An individual’s perception of self and environment determine the goals the individual
sets for him/herself and the expected outcome of actions taken. The perception of
opportunity, alongside motivation and access to means to pursue the opportunity, is
seen as a prerequisite condition to entrepreneurial behaviour. Those who take up
entrepreneurship perceive lucrative opportunities where others do not. Entrepreneurs
are also seen to perceive less risk in situations. Rather than look at disadvantages and
threats they focus on advantages and opportunities. (Palich & Bagby, 1995).
Shinnar, Pruelt and Bryan (2010), in their research on non- business students’
attitudes towards entrepreneurship in Northern Carolina universities, found that parents
played a great role in shaping the students attitudes. Henderson and Robertson (1999)
make reference of studies such as Scott and Twomey (1998), Harrison and Hart
(1992)and Dalton and Holloway (1989) which point out key predisposing factors that
guide a student’s ambition towards entrepreneurship. These include parental influence
and family role models, previous work experience and the attitudes the student has of
himself or herself. They noted that entrepreneurial aspirations are likely to come from
homes where their parents owned their own business and that many aspiring
entrepreneurs had received significant responsibility at a young age to the extent of
some engaging in entrepreneurial ventures.
Curran (1996) in Henderson and Robertson (1999) in a research among high school
students in Scotland found that teachers and the media had a major influence on
students’ perception of entrepreneurship. In their findings, both the teachers and the TV
portrayed a negative image of the entrepreneur as one constantly facing money worries.

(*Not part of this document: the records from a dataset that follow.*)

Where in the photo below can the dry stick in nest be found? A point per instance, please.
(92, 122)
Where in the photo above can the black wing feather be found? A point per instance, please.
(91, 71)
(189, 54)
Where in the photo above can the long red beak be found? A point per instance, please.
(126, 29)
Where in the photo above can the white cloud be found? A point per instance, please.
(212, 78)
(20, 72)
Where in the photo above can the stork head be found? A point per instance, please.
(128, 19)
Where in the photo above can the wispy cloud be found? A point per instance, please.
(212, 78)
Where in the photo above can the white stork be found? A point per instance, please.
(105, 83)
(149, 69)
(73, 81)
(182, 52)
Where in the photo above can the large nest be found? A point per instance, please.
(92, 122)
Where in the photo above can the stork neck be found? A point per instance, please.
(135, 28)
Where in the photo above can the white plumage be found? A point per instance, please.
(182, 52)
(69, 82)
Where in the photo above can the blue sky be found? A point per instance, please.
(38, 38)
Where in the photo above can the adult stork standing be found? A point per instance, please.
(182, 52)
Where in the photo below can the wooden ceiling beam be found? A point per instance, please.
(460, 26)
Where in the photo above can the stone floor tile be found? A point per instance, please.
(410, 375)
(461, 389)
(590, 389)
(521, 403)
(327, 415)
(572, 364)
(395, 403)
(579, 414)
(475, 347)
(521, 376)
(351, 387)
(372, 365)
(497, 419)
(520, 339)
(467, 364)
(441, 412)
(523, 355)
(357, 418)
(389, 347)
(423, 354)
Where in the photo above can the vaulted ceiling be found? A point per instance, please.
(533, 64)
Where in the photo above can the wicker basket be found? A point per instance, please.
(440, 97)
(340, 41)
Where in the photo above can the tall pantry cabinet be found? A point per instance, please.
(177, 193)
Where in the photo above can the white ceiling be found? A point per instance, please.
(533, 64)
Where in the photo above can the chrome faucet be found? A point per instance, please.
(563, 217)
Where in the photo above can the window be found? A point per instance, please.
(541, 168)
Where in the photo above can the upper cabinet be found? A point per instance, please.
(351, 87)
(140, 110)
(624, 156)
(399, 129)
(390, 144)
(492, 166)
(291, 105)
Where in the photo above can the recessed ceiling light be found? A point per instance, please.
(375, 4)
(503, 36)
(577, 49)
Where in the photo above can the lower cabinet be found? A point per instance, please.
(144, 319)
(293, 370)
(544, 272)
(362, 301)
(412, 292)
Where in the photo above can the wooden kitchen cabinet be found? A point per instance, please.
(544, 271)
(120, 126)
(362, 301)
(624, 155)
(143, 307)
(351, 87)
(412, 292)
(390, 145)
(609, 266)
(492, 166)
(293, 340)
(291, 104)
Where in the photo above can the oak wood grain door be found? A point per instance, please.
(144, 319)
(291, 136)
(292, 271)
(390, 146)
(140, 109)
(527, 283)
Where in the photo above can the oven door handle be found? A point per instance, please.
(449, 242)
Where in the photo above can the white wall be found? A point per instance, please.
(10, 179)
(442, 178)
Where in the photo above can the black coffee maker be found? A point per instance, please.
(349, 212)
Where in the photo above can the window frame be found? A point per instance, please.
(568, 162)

Also the teachers contributed in the creation of the perception of career -forgone should
one opt for an entrepreneurship career.
Saee(1996)in his evaluation of entrepreneurship education in Australia observed that,
though there was a move away from traditional subjects and an increase in subjects
that can propagate entrepreneurship such as business studies, the general perception
of entrepreneur in Australia was negative due to the focus on those who had failed. The
school system failed to teach entrepreneurial spirit and the awareness of self
employment as a career option. World Economic Forum (2010) noted that fear of
failure, cultural barriers and role of family and friends had the greatest influence on
students’ perception of entrepreneurship.